I ran across this passage (in a generally very well-done brief), which inadvertently highlights an issue that legal writers — students, lawyers, academics, and judges — should keep in mind:

Justice Story likewise explained in his noted Commentaries that any law dispensing with the requirement that jurors “must unanimously concur in the guilt of the accused before a legal conviction can be had …, may be considered unconstitutional.” 2 Joseph Story, Commentaries on the Constitution § 1779 n.2 (1891) (emphasis in original).

Justice Story did indeed describe the criminal jury trial as requiring unanimity (though in a slightly less helpful passage). But this item was not in Story’s original treatise; rather, I found it in Thomas Cooley’s fourth (1873) edition of the Commentaries. (Of course, Cooley himself was an influential constitutional commentator.)
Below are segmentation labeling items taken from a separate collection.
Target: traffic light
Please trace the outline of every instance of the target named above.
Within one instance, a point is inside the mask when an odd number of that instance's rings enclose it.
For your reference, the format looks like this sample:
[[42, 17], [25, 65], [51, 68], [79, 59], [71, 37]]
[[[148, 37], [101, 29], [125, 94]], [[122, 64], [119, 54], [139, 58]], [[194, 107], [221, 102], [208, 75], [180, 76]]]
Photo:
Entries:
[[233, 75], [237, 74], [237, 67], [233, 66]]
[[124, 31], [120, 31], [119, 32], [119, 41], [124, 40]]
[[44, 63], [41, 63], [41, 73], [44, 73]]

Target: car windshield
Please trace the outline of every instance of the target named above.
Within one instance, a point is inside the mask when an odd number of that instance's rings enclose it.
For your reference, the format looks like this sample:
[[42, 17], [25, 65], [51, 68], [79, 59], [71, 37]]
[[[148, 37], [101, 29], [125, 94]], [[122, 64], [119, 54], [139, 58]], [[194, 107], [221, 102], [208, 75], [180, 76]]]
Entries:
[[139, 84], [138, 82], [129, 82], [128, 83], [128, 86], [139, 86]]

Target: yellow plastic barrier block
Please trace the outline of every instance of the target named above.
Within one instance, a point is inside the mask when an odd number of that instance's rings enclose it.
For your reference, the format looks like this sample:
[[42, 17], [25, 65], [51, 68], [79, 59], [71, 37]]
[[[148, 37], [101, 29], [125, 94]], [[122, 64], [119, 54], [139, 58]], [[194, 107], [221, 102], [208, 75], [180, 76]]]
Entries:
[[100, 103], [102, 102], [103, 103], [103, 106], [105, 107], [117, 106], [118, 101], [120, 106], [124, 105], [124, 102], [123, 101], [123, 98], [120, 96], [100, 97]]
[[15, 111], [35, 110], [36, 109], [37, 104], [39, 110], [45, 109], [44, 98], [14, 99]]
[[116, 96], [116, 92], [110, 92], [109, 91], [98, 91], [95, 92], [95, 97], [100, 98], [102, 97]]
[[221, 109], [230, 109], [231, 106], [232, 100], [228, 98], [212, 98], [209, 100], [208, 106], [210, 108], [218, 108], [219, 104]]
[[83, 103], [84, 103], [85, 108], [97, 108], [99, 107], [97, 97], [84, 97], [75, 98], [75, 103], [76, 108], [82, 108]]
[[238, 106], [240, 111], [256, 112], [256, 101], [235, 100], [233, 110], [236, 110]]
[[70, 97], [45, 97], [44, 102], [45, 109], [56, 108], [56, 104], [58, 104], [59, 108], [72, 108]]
But then I looked more closely, and realized that Cooley didn’t write this passage, though he endorsed it. The original appears in the 1858 edition, and was likely added by the editor of that edition, Edmund H. Bennett. So Story didn’t “explain[]” it, and I wouldn’t even say that Cooley explained it (though he did not edit out Bennett’s earlier explanation). The quote does have some authority, both because Bennett was a lawyer of some note (though most of his accomplishments came after the 1858 edition) and because the passage in an edition of Story’s highly influential treatise — even when the passage was not Story’s own — might have helped influence legal thinking during the mid-1800s, including when the Fourteenth Amendment was ratified. But the passage shouldn’t be credited to Story, and any credit to Cooley has to be properly limited.

This is generally quite common in influential legal treatises; they go through many editions, and later editions include material written by people other than the original author. That’s fine when you’re just citing the work for its own value as authority. But if you’re citing the work because of the authoritative status of the person who wrote it, you need to make sure that the quoted material was indeed written by that person and not by a later editor (or even by an earlier editor).

Moral of the story: cite check carefully. Always.